Select Page


[Download PDF KONTAN WEEKLY Membangun Kuriositas]

oleh Jennie M. Xue

Knowledge is power. Pengetahuan memberi kekuasaan. Klise. Sesungguhnya, untuk memiliki pengetahuan itu sendiri membutuhkan proses. Dan pengatahuan “instan” tanpa proses tidak punya terlalu banyak makna, selain faktor “kepemilikan.”

Pertanyaannya, apa yang diperlukan agar kita dapat menjalankan proses untuk memiliki knowledge tersebut? Kuriositas. Rasa ingin tahu.

Rasa ingin tahu yang besar merupakan dasar dari kepemilikan pengetahuan. Tanpa rasa ingin tahu, kita akan memiliki pengetahuan terbatas. Kuriositas itu sendiri hanya mengandalkan internal locus of control (dorongan dalam diri) yang kuat.

Rasa kuriositas yang besar mempunyai kekuatan tersendiri, karena ini merupakan skill berpikir. Semakin mendalam skill ini, semakin tinggi rasa ingin tahu. Sebagai skill, kuriositas perlu diasah dengan baik.

Beberapa hal yang perlu dipahami tentang kuriositas, proses pemahaman, dan bagaimana meningkatkan rasa kuriositas sebagai bagian dari skill berpikir.

Manusia dilahirkan penuh dengan rasa ingin tahu. Setiap anak mempunyai rasa ingin tahu mengenai dunia yang sangat besar.

Namun conditioning sosial, apalagi dengan orang tua yang minim parenting skill-nya, sering kali menghambat kuriositas anak. Bahkan memadamkannya sekaligus.

Jadi, tidak alasan bagi kita semua untuk tidak punya rasa ingin tahu. Kepasifan (helplessness) adalah hasil conditioning dari lingkungan, bukan default state manusia.

Satu, kuriositas sangat penting dalam meningkatkan kualitas hidup, karir, dan dunia publik.
Tanpa rasa ingin tahu, seorang anak mungkin tidak akan dapat bertumbuh kembang menjadi manusia dewasa.

Dengan rasa ingin tahu, kita dapat menggali banyak hal dalam hidup dan berbisnis. Misalnya, ketika melayani konsumen, skill kuriositas ini membantu agar pelayanan dan persoalan diselesaikan sebaik dan secepat mungkin.

Dua, kuriositas dalam komunikasi membangun rasa saling percaya (trust) dan trustworthiness.
Seseorang yang dengan tulus mempunyai rasa ingin tahu akan orang lain, akan terpancar secara alami. Tentu pertanyaan-pertanyaan yang diajukan yang menunjukkan “caring” kepada pihak lain, bukan yang usil atau penasaran belaka.

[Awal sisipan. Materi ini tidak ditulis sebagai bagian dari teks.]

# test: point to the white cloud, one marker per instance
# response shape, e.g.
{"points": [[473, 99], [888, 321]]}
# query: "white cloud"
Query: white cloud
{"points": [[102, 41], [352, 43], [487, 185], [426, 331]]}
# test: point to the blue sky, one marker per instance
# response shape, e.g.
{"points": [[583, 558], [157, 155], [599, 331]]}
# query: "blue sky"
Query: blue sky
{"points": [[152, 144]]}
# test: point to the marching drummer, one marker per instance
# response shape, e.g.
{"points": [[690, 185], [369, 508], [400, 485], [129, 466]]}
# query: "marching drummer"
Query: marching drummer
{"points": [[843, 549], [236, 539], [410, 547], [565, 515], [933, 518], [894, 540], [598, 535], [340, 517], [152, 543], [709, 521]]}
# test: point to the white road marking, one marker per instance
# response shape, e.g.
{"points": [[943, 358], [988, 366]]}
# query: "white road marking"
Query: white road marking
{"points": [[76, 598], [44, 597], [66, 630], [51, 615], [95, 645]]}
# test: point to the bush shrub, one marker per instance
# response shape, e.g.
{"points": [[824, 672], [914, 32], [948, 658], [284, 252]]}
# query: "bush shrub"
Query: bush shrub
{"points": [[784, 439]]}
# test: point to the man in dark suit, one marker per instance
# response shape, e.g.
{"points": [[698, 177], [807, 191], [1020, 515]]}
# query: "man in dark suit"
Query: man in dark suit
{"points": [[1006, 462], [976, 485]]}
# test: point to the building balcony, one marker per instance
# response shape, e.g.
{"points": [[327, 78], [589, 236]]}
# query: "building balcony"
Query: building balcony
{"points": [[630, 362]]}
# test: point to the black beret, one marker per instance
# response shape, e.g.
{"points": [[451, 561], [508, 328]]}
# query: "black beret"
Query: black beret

Tiga, kuriositas membangun narasi (storyline) yang sangat penting dalam proses mempengaruhi pemikiran orang lain.
Menurut para neurosaintis, pikiran kita banyak dipengaruhi oleh bagaimana suatu informasi disajikan. Salah satu bentuk yang paling mengena adalah bentuk narasi “berkisah” alias storyline. Dengan kuriositas, storyline dapat dibentuk dengan lebih bermakna.

Empat, kuriositas membangun rasa percaya diri dan jauh dari rasa takut.
Dengan kemampuan bertanya, seseorang akan jauh dari rasa takut karena pada dasarnya rasa ini muncul karena ketidaktahuan. Tidak perlu takut tersesat, istilahnya. Karena Anda mempunyai skill bertanya.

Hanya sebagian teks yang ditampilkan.